Les établissements pénitentiaires du pays ont vu leurs portes s’ouvrir pour 1 511 détenus bénéficiaires de la grâce présidentielle accordée par le Président du Conseil, Faure Essozimna Gnassingbé. Une mesure exceptionnelle, porteuse d’espoir, qui s’inscrit dans une démarche de décrispation sociale et d’humanisation de la justice.
À la prison civile de Lomé, l’événement s’est déroulé sous la conduite du directeur de l’administration pénitentiaire et de la réinsertion (DAPR), Idrissou Akibou. Entouré d’autorités judiciaires et pénitentiaires, notamment le directeur des affaires pénales et des grâces, Tossa Amouzou Akohouegnon, et le commandant des surveillants, le colonel Dadjo Ograbako, il a veillé à l’application rigoureuse de la décision présidentielle. Au-delà du protocole, l’instant était chargé d’émotion, marqué par des regards mêlant soulagement, joie et appréhension.
S’adressant aux nouveaux libérés, le DAPR a transmis les vœux du chef de l’exécutif et insisté sur la portée de cette grâce, présentée comme une seconde chance. Il a appelé les bénéficiaires à adopter des comportements responsables, soulignant que la liberté retrouvée implique discipline, engagement personnel et respect des lois. Pour lui, cette mesure traduit l’attention constante portée par les autorités à la dignité humaine et à la cohésion nationale.
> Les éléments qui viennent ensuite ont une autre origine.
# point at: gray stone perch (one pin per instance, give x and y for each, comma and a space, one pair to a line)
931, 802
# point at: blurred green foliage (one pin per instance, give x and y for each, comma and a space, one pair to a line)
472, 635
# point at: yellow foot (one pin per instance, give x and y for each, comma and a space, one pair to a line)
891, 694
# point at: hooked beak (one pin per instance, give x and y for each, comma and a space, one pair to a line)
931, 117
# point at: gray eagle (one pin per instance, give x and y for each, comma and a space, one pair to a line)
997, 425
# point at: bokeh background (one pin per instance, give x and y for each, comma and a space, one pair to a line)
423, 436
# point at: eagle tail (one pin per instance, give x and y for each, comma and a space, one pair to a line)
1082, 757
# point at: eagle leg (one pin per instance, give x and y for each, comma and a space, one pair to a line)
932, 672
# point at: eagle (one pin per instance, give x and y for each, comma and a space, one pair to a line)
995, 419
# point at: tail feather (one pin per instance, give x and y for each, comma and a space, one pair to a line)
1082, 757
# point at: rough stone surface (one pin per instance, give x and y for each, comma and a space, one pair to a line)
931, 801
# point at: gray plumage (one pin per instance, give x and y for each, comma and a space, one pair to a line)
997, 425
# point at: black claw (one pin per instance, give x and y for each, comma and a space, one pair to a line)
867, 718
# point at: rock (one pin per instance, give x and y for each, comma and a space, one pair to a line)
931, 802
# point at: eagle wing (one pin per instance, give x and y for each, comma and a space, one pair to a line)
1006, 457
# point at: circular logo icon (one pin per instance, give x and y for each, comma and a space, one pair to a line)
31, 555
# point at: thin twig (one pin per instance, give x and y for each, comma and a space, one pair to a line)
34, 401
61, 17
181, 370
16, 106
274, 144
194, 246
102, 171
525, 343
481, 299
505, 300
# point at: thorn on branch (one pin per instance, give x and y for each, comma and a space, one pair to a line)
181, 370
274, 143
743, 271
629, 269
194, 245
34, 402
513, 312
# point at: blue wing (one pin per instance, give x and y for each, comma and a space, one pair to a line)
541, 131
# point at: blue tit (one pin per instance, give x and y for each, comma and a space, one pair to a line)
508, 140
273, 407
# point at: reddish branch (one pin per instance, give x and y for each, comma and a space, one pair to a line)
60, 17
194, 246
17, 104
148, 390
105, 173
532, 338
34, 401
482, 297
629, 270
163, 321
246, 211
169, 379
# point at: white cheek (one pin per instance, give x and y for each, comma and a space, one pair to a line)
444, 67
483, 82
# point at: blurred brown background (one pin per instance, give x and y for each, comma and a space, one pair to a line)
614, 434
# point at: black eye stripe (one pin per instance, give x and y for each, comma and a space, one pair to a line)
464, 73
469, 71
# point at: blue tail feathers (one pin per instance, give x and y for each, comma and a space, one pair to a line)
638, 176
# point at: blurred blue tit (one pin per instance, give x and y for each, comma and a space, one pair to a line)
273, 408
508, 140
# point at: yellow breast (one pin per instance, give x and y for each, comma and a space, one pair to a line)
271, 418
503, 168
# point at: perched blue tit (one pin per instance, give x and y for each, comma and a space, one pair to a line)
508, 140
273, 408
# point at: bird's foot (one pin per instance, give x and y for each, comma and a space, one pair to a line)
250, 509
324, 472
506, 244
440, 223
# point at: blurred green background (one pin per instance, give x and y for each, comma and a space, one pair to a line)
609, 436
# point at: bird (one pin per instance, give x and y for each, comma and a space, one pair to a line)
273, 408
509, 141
La SMPDD s’implique dans la réinsertion des nouveaux ex-détenus
La cérémonie a également mis en lumière l’importance de l’accompagnement social après la détention. À ce titre, l’intervention de Coco de Koffi Woenagnon, président de la Solidarité Mondiale pour les Personnes Démunies et les Détenues (SMPDD), a retenu l’attention. Ancien détenu lui-même, il incarne un parcours de résilience et de réussite. Son association, active sur le terrain, a déjà recensé 535 personnes appelées à bénéficier d’un appui à la réinsertion professionnelle ou à l’entrepreneuriat.
Dans un message sans complaisance, il a rappelé que la liberté est un combat quotidien, souvent semé d’obstacles, mais préférable à l’enfermement. Il a salué, au passage, les efforts consentis pour améliorer les conditions carcérales et renforcer les mécanismes de réinsertion.
Si cette grâce présidentielle suscite une vague de satisfaction, elle relance aussi le débat sur l’avenir du système pénitentiaire togolais. Désengorger les prisons ne suffit pas. La véritable réussite résidera dans la capacité à transformer ces libérations en histoires de reconstruction, afin que la prison cesse d’être une impasse et devienne un point de départ vers une intégration sociale durable.